© JUNGE FREIHEIT Verlag GmbH & Co. www.jungefreiheit.de 09/16 / 26. Februar 2016

Zwischen Reichstag und Kanzleramt
Allgemeine Verunsicherung
Marcus Schmidt

Der junge australische Diplomat war immer noch sichtlich irritiert. Wie könne die Polizei Großereignisse wie die sexuellen Übergriffe in der Silvesternacht in Köln bewältigen, wenn sie nicht einmal verhindern könne, daß ihm am Görlitzer Bahnhof in Berlin innerhalb kürzester Zeit „sechs- oder siebenmal“ Drogen angeboten werden? Eine Antwort wollte oder konnte in der vergangenen Woche niemand der Teilnehmer des Fachgesprächs der CDU/CSU-Fraktion zur Inneren Sicherheit geben. Doch dieser unbefangene Blick von außen auf die deutschen Zustände traf den Kern der Veranstaltung, die sich unter der Leitfrage „Wehrhafter Rechtsstaat?“ in einem Turmzimmer des Reichstags mit den rechtlichen und politischen Folgen der sexuellen Übergriffe in Köln befaßte. 

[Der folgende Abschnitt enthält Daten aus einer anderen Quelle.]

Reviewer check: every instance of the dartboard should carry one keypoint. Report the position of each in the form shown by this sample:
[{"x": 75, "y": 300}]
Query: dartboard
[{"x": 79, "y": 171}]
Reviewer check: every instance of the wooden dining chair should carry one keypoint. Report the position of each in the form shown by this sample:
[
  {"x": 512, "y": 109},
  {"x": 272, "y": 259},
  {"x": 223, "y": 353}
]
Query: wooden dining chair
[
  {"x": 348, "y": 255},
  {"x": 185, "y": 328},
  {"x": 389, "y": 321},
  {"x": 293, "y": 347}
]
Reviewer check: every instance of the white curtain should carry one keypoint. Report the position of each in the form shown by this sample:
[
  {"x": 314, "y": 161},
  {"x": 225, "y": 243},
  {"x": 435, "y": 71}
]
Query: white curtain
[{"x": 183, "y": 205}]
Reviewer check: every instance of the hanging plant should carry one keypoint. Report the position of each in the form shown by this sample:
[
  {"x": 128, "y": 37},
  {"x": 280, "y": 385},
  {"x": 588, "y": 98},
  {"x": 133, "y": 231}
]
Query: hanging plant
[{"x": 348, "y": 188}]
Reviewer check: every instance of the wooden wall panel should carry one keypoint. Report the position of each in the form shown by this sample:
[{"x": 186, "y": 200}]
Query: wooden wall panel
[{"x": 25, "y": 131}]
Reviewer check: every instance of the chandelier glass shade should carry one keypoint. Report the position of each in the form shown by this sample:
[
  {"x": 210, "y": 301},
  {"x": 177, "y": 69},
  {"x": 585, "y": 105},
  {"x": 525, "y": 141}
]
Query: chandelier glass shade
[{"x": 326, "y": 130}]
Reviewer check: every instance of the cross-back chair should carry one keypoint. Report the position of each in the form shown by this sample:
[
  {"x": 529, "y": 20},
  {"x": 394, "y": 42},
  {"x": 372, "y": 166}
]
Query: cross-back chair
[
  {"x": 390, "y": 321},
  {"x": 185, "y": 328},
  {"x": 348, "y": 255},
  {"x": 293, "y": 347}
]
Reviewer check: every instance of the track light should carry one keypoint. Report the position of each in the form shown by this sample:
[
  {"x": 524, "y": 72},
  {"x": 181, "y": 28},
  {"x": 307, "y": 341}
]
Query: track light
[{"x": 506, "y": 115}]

Sehr schnell fokussierte sich die Debatte dabei auf die Machenschaften krimineller Familienclans in Deutschland. Das lag nicht zuletzt an dem als Experten geladenen Berliner Islamwissenschaftler Ralph Ghadban, der ein düsteres Bild der Clanstrukturen zeichnete. Die häufig aus dem Libanon stammenden Familienverbände betrachteten den öffentlichen Raum als Feindesland, um dessen Kontrolle sie mit der staatlichen Gewalt konkurrierten. „Moralische Hindernisse und Skrupel sind nicht vorhanden“, sagte Ghadban, der im Libanon geboren wurde und warnte: „Die Clans haben längst gemerkt, daß ihnen ihre Strukturen in der pazifistischen deutschen Gesellschaft Vorteile bringen.“ Sie seien nicht integrierbar.

Daran, daß die aktuelle Wanderungsbewegung nach Deutschland die Situation weiter verschärfen wird, ließen die Experten keinen Zweifel. „Wir werden definitiv neue Clans bekommen“, sagte die Frankfurter Ethnologin und Gender-Forscherin Susanne Schröter. Es müsse durch soziale Steuerung versucht werden, zu verhindern, daß sich hierzulande Banlieues wie in Frankreich bilden  wenn die Einwanderer alle in die Ballungsgebiete zögen.

Von der „Wir schaffen das“-Rhetorik, mit der die Fraktionsführung  zumindest nach außen hin die wachsende Verunsicherung unter den Unionsabgeordneten zu überspielen versucht, war an diesem Nachmittag nichts zu hören. Vielleicht aus diesem Grund, und nicht wegen eines Anschlußtermins, verließ Fraktionsvize Thomas Strobl das Turmzimmer vorzeitig. Er verpaßte so den Auftritt einer langjährigen Fraktionsmitarbeiterin, der zeigte, wie weit die Verunsicherung bereits um sich gegriffen hat. „Ich glaube nicht, daß wir wirklich wissen, was auf unser Land zurollen wird“, warnte die Frau und berichtete von ihren Erfahrungen als Schöffin am Berliner Landgericht. 90 Prozent der Angeklagten seien nichtdeutscher Herkunft, das Strafmaß meist überschaubar. 

Als Ammenmärchen bezeichnete sie vor diesem Hintergrund die Vorstellung, die „jungen Männer“, die kämen, wollten hier ein besseres Leben führen. Sie verfolgten ein ganz anderes Ziel: „Wenn wir in einem Jahr eine Million mehr von denen haben, dann können wir schauen, ob wir nicht vielleicht mit Kopftüchern hier herumlaufen“, sagte sie – und erntete keinen Widerspruch.